As expected, I have seen Lost Soul again. I knew it would be a matter of time.
Today was my daughter’s thirteenth birthday. Scary. That’s all I will say.
Part way through he turned up. Yes, there had been an issue last night at my sister’s house where they had a little get-together (I wasn’t there). And yes, apparently they needed to talk about it. He came through the gate and asked me if my sister and b.i.l were there. I said yes. He stood there whilst I spoke to a friend – I was sort of blocking the door. Eventually he said excuse me and I moved to one side. He purposefully touched my arm as he walked past and said thank you. What the ??!!
I am thoroughly ashamed to say that I played my old game of ‘nonchalant ignorance’ . I act as if he is not there but not in a passive aggressive way: no, I am the life and soul of the party.
As the last of the teenagers leave, my sisters suggest that we have a little get together of our own. He decides to join us (one huge flaw in my plan as, by pretending he is not there, I didn’t hear his conversation so don’t hear how that decision comes about) and then goes off with my sister and b.i.l for supplies.
I can’t help myself. Whilst he is gone, I take advantage of my son needing a shower and jump in too. I tidy my bedroom a little. I get changed into some casual but flattering clothing. By the time I’ve put my son to bed, they’re back. I continue to ignore him. In my head, I’m playing it cool, not showing how much I want him. And boy, do I want him.
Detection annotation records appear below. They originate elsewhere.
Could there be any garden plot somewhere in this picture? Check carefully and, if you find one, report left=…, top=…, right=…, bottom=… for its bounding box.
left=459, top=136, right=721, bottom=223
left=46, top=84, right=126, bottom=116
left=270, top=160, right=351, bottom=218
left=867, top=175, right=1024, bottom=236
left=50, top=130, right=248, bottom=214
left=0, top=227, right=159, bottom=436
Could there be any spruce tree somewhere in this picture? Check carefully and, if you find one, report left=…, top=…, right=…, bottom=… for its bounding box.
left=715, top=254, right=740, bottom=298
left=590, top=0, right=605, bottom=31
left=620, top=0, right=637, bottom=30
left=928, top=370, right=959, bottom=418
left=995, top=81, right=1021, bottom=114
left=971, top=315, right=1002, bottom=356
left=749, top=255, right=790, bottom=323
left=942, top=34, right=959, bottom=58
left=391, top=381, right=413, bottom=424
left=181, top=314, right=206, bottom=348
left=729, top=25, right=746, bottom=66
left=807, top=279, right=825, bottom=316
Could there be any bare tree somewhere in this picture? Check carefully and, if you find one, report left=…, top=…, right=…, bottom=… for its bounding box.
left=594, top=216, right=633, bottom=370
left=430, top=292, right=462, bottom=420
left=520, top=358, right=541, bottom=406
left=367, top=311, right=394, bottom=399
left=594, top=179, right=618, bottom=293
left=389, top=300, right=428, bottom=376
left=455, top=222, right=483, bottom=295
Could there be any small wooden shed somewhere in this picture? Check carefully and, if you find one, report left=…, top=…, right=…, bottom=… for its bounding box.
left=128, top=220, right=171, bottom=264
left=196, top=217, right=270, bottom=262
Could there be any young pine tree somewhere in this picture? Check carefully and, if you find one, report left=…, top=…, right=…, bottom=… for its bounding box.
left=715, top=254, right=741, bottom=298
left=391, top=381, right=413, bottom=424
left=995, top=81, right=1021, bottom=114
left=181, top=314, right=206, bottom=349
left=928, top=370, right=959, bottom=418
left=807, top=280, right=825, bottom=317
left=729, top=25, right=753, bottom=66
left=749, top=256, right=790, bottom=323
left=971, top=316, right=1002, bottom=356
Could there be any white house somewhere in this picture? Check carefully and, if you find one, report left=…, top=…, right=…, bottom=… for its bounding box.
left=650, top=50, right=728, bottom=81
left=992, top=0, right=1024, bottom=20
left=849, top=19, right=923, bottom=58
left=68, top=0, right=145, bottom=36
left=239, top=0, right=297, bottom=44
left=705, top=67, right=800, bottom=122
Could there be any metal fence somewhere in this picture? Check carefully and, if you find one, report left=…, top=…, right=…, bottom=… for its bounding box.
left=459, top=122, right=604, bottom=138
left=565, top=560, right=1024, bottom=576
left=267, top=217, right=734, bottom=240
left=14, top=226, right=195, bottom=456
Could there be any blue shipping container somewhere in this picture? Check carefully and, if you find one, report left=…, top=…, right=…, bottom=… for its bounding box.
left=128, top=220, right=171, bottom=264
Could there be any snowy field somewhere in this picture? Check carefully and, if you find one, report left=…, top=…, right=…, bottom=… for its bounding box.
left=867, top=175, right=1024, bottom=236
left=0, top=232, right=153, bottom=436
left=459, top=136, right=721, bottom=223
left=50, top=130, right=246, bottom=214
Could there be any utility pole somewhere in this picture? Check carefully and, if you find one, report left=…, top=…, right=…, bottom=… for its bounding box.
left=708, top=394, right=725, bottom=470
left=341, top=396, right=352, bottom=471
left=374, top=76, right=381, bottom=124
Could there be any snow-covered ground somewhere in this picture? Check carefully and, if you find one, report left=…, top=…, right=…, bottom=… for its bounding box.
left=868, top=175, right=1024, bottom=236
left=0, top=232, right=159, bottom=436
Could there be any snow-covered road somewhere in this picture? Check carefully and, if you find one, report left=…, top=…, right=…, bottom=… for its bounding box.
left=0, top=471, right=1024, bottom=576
Even in his casual clothes, just the sight of him makes me ache to be kissing him again.
We all sit in the garden and we all chat happily. I, again, purposefully do not lavish any attention on him but aim to be jovial. (I am well aware that this may appear calculating). Then, out if nowhere, he decides that he wants to go home.
My battered ego flickers. Does he realise that I am ignoring him? Is this his countermove? Is he waiting for me to ask him to stay? Would he stay if I asked? Is he going because he thinks he has no chance of repeating our time together? Is he leaving because he knows my ex will be returning my daughter later tonight so doesn’t want to waste his time?
Then my b.i.l thinks out loud that perhaps he should go home too. This time I make a fuss – not too much – but it results in my b.i.l deciding to stay. As LS leaves, he walks past me and again touches my arm as he says goodbye. I’m the only one he touched.
When Lost Soul has gone, I ask why he left. My b.i.l says that he had twisted his arm and that LS half wanted an easy night. I note that he didn’t even drink half of his pint before leaving.
Maybe he wanted an early night. Maybe he had enough alcohol the night before. Maybe he just didn’t want me to get ideas.
Either way, he still has a power over me that I can’t resist. I still want him.